Comment êtes-vous devenu photographe ?

J’ai toujours été attiré par le dessin mais mon coup de crayon n’était pas assez… comment dire… juste ! J’ai fini par réaliser il y a environ vingt ans que la photo me permettait de m’exprimer pleinement, et sans mauvaise courbe !

Je me lance assez vite dans la photo de concert, passant à l’époque de 800 ISO max sur un capteur 6,3M à aujourd’hui 4000 ISO sur 20M de pixels. J’ai appris à gérer des portraits d’artistes qui, très sollicités, n’ont que quelques secondes à vous accorder dans un couloir mal éclairé en backstage. J’y ai également appris à faire ma place en devant de scène avec une vingtaine d’autres photographes accrédités en train de batailler pour la meilleure place. On apprend très vite aussi à gérer le poids de son sac photo lors des déplacements, le mal de dos vous gagne rapidement et les soirées peuvent se terminer en cauchemar pour vos lombaires.

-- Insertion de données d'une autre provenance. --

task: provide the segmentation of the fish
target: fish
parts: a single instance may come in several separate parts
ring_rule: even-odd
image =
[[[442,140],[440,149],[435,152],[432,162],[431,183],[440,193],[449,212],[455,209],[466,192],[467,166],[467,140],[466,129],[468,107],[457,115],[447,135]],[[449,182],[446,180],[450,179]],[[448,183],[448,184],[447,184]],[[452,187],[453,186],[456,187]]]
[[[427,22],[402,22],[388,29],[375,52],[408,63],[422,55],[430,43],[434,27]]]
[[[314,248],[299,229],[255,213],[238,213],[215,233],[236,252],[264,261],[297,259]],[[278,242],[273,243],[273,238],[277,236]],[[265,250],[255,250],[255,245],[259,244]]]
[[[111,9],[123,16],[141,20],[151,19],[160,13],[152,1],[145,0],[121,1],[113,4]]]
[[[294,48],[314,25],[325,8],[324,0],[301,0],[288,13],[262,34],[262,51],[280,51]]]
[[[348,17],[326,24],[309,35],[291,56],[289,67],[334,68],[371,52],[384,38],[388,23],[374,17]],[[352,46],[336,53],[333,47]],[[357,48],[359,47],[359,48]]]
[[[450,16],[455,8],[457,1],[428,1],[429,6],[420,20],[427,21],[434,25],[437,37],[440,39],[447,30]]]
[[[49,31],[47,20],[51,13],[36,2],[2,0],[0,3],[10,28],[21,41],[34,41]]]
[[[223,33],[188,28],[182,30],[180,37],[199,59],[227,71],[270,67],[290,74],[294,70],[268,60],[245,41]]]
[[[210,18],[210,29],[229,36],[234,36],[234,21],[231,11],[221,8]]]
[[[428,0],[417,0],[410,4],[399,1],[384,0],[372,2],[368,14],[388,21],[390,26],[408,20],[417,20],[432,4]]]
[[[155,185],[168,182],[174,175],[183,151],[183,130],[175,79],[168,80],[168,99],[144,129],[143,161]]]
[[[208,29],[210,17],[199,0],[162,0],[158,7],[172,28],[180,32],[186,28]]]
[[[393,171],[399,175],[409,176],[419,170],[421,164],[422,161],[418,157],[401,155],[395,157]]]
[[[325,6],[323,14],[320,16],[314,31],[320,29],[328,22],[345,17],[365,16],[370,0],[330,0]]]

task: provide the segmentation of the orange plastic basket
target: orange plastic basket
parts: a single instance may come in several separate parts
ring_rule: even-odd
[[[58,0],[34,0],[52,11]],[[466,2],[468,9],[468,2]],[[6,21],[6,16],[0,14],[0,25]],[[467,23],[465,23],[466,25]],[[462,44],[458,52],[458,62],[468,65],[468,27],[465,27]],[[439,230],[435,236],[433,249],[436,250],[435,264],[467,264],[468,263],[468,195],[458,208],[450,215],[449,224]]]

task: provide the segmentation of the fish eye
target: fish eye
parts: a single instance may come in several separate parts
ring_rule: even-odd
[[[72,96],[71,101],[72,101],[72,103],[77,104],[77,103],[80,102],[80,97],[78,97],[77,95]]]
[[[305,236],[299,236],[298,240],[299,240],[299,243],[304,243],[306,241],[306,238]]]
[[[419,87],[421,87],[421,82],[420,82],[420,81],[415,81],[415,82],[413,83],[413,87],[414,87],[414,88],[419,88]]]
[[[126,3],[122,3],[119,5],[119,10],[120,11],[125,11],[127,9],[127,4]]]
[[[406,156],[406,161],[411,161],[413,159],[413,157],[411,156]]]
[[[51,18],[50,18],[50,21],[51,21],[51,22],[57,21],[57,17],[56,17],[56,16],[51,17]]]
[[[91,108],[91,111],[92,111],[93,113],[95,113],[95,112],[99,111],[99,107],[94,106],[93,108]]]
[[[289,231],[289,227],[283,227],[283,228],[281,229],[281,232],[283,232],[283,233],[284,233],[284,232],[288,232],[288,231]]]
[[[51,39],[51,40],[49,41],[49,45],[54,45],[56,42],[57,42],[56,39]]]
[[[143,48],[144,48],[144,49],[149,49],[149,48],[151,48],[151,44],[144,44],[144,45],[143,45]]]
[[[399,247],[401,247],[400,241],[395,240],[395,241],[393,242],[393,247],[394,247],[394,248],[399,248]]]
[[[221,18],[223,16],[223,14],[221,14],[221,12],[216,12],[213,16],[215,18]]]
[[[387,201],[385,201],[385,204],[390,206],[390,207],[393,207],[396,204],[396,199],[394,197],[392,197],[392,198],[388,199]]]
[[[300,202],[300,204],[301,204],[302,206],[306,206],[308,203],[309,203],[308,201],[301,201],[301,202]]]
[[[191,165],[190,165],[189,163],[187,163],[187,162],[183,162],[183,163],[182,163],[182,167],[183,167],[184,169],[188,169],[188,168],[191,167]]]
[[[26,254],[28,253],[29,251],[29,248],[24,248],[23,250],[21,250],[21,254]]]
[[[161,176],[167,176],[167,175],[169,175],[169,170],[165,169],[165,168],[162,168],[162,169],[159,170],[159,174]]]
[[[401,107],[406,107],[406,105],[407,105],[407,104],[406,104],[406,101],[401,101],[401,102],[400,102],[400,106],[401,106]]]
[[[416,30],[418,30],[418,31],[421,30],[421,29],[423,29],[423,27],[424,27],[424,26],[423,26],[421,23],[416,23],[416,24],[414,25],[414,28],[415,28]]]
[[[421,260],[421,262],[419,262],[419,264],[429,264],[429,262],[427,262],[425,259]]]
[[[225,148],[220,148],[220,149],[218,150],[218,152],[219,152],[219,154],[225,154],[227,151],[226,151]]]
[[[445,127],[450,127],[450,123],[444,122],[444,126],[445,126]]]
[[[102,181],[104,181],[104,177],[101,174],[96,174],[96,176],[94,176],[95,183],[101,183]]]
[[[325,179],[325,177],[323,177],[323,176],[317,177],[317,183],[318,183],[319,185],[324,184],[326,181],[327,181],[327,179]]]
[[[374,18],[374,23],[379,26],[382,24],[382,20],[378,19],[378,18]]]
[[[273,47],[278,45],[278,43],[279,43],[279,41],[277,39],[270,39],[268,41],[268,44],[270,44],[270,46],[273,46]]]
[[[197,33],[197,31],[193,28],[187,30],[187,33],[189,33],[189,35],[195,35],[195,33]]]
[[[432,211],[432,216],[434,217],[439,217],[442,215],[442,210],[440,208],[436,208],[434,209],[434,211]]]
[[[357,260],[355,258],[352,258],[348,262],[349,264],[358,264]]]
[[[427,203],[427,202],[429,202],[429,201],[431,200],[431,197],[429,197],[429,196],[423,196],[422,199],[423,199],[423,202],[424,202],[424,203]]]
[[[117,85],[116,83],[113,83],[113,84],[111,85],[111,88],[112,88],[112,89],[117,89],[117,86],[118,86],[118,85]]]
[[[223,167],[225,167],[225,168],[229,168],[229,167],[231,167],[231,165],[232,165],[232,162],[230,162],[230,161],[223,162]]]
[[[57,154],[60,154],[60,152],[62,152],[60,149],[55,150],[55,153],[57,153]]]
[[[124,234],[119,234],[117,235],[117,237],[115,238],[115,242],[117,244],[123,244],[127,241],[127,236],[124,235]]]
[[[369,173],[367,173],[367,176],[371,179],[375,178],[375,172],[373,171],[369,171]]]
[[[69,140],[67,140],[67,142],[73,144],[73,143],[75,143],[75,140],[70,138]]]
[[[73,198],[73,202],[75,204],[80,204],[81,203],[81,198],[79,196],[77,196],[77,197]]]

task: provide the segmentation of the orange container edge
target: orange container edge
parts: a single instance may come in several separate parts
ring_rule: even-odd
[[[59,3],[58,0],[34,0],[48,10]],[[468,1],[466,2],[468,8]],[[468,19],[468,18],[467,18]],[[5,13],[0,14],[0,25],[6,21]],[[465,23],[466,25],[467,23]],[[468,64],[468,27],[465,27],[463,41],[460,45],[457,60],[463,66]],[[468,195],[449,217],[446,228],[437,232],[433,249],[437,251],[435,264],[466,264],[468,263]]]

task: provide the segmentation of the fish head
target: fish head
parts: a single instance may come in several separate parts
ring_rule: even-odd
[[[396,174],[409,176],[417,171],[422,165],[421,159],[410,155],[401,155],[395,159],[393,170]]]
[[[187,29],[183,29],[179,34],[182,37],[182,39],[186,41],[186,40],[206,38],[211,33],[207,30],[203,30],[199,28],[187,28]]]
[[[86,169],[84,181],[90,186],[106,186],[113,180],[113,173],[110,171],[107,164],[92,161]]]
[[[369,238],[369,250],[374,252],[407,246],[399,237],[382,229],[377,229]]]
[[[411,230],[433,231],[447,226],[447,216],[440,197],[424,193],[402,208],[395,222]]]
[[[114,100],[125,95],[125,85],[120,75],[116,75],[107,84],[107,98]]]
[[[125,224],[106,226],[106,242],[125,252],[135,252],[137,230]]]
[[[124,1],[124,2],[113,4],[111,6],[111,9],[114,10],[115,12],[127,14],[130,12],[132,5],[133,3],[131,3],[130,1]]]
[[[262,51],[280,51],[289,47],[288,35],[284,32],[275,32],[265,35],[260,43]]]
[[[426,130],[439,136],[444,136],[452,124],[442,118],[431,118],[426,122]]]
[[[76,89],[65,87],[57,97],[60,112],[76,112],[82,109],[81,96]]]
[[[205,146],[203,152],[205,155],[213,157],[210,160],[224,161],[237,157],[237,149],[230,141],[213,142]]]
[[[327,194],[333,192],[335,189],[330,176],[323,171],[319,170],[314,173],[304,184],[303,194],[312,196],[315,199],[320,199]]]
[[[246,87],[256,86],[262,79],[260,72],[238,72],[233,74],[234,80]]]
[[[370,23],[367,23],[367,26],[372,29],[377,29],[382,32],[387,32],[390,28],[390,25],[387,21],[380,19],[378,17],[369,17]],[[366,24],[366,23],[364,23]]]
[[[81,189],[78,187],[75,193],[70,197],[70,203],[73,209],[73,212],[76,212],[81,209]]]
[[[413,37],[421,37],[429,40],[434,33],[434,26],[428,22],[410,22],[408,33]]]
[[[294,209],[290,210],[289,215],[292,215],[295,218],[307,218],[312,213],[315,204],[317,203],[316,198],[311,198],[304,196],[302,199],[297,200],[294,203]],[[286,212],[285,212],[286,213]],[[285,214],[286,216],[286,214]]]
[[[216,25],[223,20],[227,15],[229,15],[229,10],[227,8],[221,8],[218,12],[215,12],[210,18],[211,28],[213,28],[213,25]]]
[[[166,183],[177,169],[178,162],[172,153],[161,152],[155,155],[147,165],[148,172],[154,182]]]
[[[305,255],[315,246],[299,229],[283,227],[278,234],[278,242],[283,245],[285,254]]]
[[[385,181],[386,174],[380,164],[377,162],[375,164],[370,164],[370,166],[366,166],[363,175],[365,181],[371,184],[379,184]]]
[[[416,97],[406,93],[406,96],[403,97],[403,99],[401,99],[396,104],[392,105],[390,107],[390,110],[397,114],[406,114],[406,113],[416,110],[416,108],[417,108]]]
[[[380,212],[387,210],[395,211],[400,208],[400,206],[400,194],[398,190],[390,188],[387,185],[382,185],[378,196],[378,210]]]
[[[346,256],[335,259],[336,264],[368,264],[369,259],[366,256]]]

Les concerts s’enchaînent et je m’oriente plus vers les artistes de jazz, très généreux et démonstratifs.

Parallèlement je découvre la photo d’illustration. Pas d’obligation de réussite, pas d’astreinte de temps, je travaille comme je le ressens à la maison au flash de studio et quand j’ai le temps. Cela m’oblige à développer mes compétences Photoshop. Quelques heures d’auto-formation devant l’écran !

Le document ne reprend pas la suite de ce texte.